Engineer hours back in the build queue. Infrastructure no longer on the cloud bill. Operational toil removed from the team's plate. The migration wasn't free — it took weeks of focused work and a careful cutover — but the ROI paid back in well under a year, and it keeps paying every release since.

What I Learned

A few things stuck with me from this project:

  • Preserving history pays off forever. The migration cost two extra weeks of work to do it right. Every git blame since has paid that back.
  • The migration wasn't the win — the rewrite it enabled was. If we'd migrated to Git and kept the same pipeline shape, we would have gotten maybe a 20% improvement. The "full day to ~1 hour" jump came from restructuring the pipeline around Git's primitives (cheap branches, fast operations, clean merges).
  • Gradual cutover beats big-bang. Running SVN and Git in parallel for two weeks, with git svn fetch + sync-rebase keeping them in sync, meant we could validate the new pipeline on real traffic before burning the bridge.
  • Tooling pain compounds silently. "We lose a day every release" sounds manageable until you multiply it by release frequency and the headcount involved. The ROI on fixing it was obvious in retrospect.

If you're on a legacy VCS today and the release process is what's slowing you down, the migration probably isn't the scary part — it's the forcing function that lets you fix everything downstream of it.


Why This Matters Beyond One Company

Legacy infrastructure modernization is one of the most persistent and costly problems in US technology. The federal government's own IT Modernization reports — including the President's Management Agenda and annual OMB IT spending reports — consistently identify legacy systems as the single largest driver of IT inefficiency across both public and private sectors. Subversion (and SVN-era release pipelines) represents exactly this class of problem: systems that work, barely, at enormous cost in engineering time and organizational velocity.
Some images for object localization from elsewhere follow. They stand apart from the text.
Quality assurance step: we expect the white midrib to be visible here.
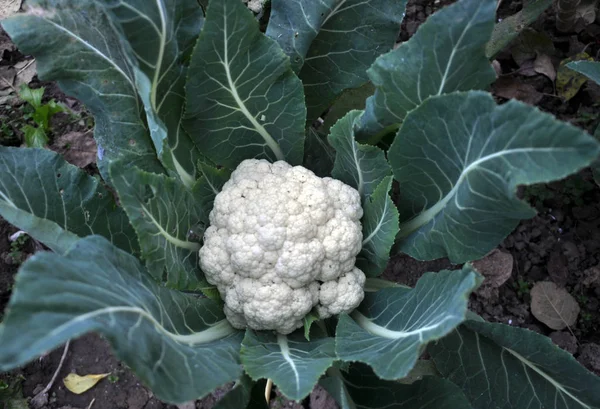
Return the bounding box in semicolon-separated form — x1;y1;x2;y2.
362;185;389;246
351;141;365;196
43;306;235;347
504;347;592;409
322;0;348;26
151;0;167;112
221;9;285;161
140;202;200;251
398;147;569;237
353;311;458;340
277;334;301;397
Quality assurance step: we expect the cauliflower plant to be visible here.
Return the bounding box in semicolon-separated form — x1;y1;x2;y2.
199;159;366;334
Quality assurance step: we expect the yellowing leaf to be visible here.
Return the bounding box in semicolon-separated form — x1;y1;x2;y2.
63;373;109;394
557;53;594;101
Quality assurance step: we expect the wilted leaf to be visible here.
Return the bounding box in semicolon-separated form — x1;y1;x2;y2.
52;131;97;168
470;249;513;299
63;373;109;394
533;54;557;81
510;29;555;66
13;59;36;88
493;77;543;105
557;53;594;100
530;281;580;330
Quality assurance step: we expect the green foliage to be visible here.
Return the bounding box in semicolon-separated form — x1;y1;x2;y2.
7;234;28;265
17;84;64;147
1;0;599;407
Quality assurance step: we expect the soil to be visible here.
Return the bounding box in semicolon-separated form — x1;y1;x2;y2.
1;0;600;408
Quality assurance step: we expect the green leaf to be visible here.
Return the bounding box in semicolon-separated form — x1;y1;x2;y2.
321;83;376;134
293;0;407;122
320;364;472;409
193;163;232;222
303;309;320;341
486;0;553;59
356;0;497;142
0;147;138;255
213;375;255;409
2;0;164;179
109;164;207;291
429;320;600;409
241;331;336;401
336;267;480;380
99;0;204;187
567;60;600;85
184;0;306;169
328;110;390;200
22;125;48;148
17;84;44;109
390;91;600;263
0;236;243;404
303;127;335;178
356;176;399;277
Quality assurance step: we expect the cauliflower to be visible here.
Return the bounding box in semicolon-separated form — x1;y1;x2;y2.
199;159;366;334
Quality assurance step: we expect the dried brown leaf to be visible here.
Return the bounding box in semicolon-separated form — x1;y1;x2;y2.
471;249;513;299
530;281;580;330
533;54;557;82
52;131;97;168
493;77;543;105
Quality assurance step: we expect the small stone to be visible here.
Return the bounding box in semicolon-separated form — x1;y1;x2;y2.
578;343;600;374
550;331;578;354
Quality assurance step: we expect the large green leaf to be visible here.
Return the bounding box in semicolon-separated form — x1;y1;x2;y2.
109;164;207;291
292;0;407;123
99;0;204;187
430;321;600;409
303;127;336;178
390;91;600;263
336;267;480;380
193;163;232;222
567;60;600;85
184;0;306;169
356;176;399;277
328;110;391;200
356;0;496;142
320;364;472;409
241;331;336;401
1;0;163;179
0;147;137;255
0;236;243;404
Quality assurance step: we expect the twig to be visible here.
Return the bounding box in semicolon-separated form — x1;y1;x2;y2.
86;398;96;409
16;59;35;76
30;341;70;408
265;378;273;404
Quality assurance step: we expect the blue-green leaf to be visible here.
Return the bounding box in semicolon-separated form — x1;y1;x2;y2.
1;0;164;179
328;110;390;200
390;91;600;263
567;60;600;85
241;331;336;401
184;0;306;168
356;0;497;142
193;163;232;222
287;0;407;122
109;164;207;291
356;176;399;277
320;364;472;409
0;147;137;255
430;321;600;409
99;0;204;187
336;267;480;380
0;236;243;404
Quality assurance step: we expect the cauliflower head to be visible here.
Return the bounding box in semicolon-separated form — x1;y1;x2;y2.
199;159;366;334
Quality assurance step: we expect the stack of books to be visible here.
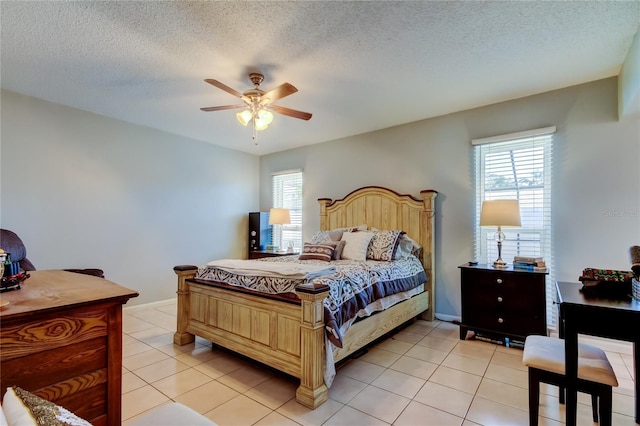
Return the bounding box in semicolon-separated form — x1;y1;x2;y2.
513;256;547;272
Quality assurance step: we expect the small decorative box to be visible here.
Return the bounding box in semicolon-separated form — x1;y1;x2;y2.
632;278;640;301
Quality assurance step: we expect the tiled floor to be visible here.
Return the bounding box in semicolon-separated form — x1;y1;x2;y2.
121;299;637;425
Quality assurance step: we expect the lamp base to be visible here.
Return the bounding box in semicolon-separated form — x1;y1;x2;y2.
493;258;507;268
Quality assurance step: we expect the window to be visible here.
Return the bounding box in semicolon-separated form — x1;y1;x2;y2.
272;170;303;250
473;126;556;326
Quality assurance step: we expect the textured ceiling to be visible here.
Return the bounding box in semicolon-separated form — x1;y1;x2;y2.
1;1;639;155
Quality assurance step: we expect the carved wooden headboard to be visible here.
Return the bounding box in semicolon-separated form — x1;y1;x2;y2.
317;186;438;313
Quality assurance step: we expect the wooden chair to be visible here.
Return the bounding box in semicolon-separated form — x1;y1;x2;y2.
522;335;618;426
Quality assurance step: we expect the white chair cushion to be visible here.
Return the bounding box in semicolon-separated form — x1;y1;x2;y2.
523;335;618;387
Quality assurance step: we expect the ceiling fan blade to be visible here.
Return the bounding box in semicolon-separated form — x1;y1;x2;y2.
200;104;244;112
204;79;244;98
270;105;312;121
261;83;298;104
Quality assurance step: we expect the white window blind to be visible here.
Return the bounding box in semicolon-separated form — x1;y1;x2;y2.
473;126;556;327
272;170;303;250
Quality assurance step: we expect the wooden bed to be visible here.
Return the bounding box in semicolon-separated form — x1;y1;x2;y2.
173;186;437;409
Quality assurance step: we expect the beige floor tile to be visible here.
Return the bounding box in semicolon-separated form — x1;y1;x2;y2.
128;326;172;342
392;329;426;344
405;345;449;364
450;340;497;361
327;373;367;404
402;321;436;336
413;381;474;418
155;340;203;357
416;334;459;352
336;359;385;384
204;394;272;426
358;347;402;367
174;344;221;367
465;396;529;426
121;385;170;421
475;378;529;411
216;363;274;393
389;355;438;380
373;337;414;354
133;357;191;383
442;353;490;376
120;300;636;426
193;352;246;379
371;368;426;399
346;385;410;423
490;350;528;371
244;375;297;409
483;363;528;389
174;380;240;414
122;315;157;334
152;368;214;398
276;397;344;426
123;339;154;357
123;348;171;370
324;405;389;425
253;411;301;426
429;366;482;395
122;371;147;394
394;400;464;426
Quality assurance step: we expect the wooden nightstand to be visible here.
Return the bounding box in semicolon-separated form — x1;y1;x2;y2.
249;250;300;259
459;263;547;345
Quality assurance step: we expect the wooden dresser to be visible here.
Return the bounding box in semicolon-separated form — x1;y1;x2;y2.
459;263;547;345
0;270;138;426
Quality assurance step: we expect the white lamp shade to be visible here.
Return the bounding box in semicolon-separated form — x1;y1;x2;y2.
480;200;521;227
269;208;290;225
236;110;252;126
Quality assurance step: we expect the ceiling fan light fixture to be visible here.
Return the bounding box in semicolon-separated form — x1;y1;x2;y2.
236;109;252;126
257;109;274;125
254;118;270;131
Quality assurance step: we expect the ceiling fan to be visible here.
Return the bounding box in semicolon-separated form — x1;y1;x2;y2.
201;73;312;141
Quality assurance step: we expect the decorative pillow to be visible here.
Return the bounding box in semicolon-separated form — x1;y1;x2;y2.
340;231;374;261
298;243;335;262
310;230;344;244
2;386;91;426
320;240;346;260
395;234;423;259
367;230;404;261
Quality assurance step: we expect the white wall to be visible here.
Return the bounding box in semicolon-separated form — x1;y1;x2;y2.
260;77;640;319
1;90;260;305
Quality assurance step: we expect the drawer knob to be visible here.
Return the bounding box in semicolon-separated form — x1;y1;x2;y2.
497;296;503;302
498;317;504;323
496;278;503;284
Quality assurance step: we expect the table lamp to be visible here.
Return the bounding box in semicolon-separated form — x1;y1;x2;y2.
269;208;290;252
480;199;521;268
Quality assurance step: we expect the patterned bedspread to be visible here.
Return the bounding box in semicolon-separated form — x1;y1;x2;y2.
195;255;427;347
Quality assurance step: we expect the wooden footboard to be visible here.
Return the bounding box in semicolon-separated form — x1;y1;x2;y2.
173;265;330;409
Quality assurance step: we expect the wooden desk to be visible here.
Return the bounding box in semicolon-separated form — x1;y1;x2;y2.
0;270;138;426
556;281;640;425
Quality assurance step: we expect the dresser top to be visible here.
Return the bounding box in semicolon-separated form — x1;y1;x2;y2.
0;270;138;319
458;263;549;274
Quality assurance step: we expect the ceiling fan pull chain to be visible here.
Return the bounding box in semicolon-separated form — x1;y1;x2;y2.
252;119;258;145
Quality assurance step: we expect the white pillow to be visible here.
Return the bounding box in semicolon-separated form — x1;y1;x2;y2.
340;231;374;261
2;387;91;426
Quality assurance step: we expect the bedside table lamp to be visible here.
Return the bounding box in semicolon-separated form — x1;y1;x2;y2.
480;200;521;268
269;208;290;252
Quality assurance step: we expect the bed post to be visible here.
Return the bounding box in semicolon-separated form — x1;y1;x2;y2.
173;265;198;345
420;190;437;322
295;284;330;409
318;198;330;231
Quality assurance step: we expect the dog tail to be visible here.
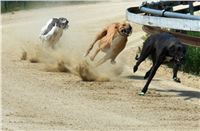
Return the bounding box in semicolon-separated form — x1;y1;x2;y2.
135;46;141;60
135;54;139;60
85;29;107;57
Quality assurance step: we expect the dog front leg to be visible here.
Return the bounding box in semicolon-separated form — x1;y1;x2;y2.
139;64;160;95
173;63;181;83
21;51;27;60
110;60;116;64
144;53;156;79
110;54;118;64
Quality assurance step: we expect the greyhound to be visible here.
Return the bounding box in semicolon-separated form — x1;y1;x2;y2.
133;33;186;95
85;22;132;66
39;17;69;48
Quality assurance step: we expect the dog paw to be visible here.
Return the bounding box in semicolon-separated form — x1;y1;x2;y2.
138;92;145;96
90;57;94;61
144;74;149;79
133;66;138;73
173;77;181;83
111;60;116;64
21;51;27;60
84;54;88;57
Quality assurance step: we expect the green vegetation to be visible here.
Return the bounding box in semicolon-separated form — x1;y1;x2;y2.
1;1;101;13
1;1;53;13
182;31;200;75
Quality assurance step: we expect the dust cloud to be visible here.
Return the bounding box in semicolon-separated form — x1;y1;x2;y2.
21;34;125;82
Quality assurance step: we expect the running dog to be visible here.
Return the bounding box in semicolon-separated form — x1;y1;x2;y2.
133;33;186;95
39;17;69;48
85;22;132;66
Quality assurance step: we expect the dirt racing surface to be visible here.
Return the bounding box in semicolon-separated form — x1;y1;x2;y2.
1;1;200;130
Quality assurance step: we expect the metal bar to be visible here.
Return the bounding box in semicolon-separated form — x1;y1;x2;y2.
140;7;164;16
174;5;200;13
142;26;200;47
140;6;200;20
189;2;194;15
142;1;181;9
126;7;200;31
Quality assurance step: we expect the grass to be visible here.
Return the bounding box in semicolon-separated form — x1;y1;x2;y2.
182;31;200;75
1;1;102;13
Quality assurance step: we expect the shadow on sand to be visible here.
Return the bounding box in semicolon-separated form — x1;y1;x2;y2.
157;89;200;100
125;75;161;81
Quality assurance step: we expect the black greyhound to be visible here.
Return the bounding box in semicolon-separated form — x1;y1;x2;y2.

The migration methodology in this article — full history preservation with git svn, author mapping, phased cutover with live sync, and pipeline rewrite — is a complete, battle-tested playbook for any organization still running SVN today. And despite two decades of industry momentum toward Git, a substantial portion of US enterprise engineering organizations (particularly in financial services, government contracting, and large ISVs) still operate on SVN or SVN-equivalent legacy VCS infrastructure.

The ROI is not theoretical: ~23 engineer-hours saved per release, $8–15k/year in avoided infrastructure spend, and the compounding benefit of a development workflow that no longer penalizes teams for branching, merging, or shipping frequently. Documenting this end-to-end — not just "migrate to Git" but the full playbook for doing it without data loss and without a big-bang cutover — is the contribution this article makes to every team that comes after.